Can someone give me a definitive answer to this question:
Can I use a single (or double) 2"x12" board for a ridge board/beam when I use wood I-beams as rafters. They will have a 10-12 pitch across a 20 ft total span (10 ft from front of wall to ridge). ..OR.. could I use a 2"x12" ridge board/beam across the 16' width if I use 2"x8" or 2"x10" dimensional lumber rafters? Both cases will have no interior supporting walls or posts and no ceiling joists. Just supported on the outside walls.
Thanks.


----------



## Scuba_Dave (Jan 16, 2009)

You won't have any ceiling joists at all?
I went thru this with my walk up attic 17x24
Ridge beam running the 24' length

If I did not have any ceiling joists to hold the wall together then I had to have an engineered ridge beam
That would have been (3) 16" LVL's


----------



## Roy Rowlett (Apr 14, 2009)

Since my ridge will be about 10 ft above the floor, I could put ties across the cieling area to tie the rafters together.


----------



## JohnCarpenter (May 15, 2009)

If you tie the walls together across the room at least 2 places in the middle, you can use 2x12 butt end to end as ridge. If you leave it completely open in the middle, you must use a single piece ridge, in which case I would use a structural engineered beam. Collar-ties will not help a bit. Without the solid ridge, the weight of the rafters will push the walls apart in the middle.


----------



## Gary in WA (Mar 11, 2009)

I agree with John C. And the rafter ties need to be 4' on center or 3 total as codes require. Ask your local Building Department as something this big may have issues (zoning, foundation setbacks, electrical permit, etc.). With a permit your Homeowner's Insurance will cover and when you sell it will be listed on the County records as legal. Be safe, G


----------



## Roy Rowlett (Apr 14, 2009)

What about the wood I-beam vs dimensional 2xs for rafters question?


----------



## JohnCarpenter (May 15, 2009)

If you talking about the I beams made from chip-board glued to a 2x4 on each side, I personally would not use them. I know they are supposed to be so good and structural. 

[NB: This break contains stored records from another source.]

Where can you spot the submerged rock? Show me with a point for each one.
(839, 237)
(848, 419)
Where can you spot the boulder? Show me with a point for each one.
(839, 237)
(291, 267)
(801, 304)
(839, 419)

I can just see glue failing in 10 or 20 years where I know a solid piece of wood will still be there. The technology is just not old enough for me to trust yet. Just old fashioned I guess. But, I have never even seen or heard of them them used for rafters.


----------



## Scuba_Dave (Jan 16, 2009)

I have them as floor joists
Not sure about using them as rafters
They present unique issues as there are limitations on how you can cut them. 
But they are used as rafters
Couldn't find a pic where they attach to the wall


----------



## Scuba_Dave (Jan 16, 2009)

They've been around longer then I thought



> An engineered wood joist, more commonly known as an *I-joist* is a product designed to eliminate many of the problems that occur with using conventional wood joists. Invented in 1969, the I-joist is a man made engineered wood product which has incredible strength in relation to its size and weight. The biggest notable difference, other than their look, compared to dimensional lumber is that the I-joist is designed to carry heavy loads over long distances while using less lumber than a dimensional solid wood joist of a size necessary to do the same task. As of 2005, approximately 50% of all wood light framed floors were framed using I-joists


----------



## Gary in WA (Mar 11, 2009)

http://www.umass.edu/bmatwt/publications/articles/sizing_engineered_beams_headers.html Span tables at bottom. Be safe, G


----------



## SNC (Dec 5, 2008)

You can use truss joists (i-beams) as rafters.
Be sure you know about using squash blocks and all. This info should come with the joists. And like someone said the restrictions on cutting them.


----------



## Clutchcargo (Mar 31, 2007)

Depending on where you live (snow load), you may not be able to use engineered lumber for the ridge board without collar ties or supporting posts. 
The ridge and rafters are individual components and are sized independent of each other. Is using engineered trusses out of the question?


----------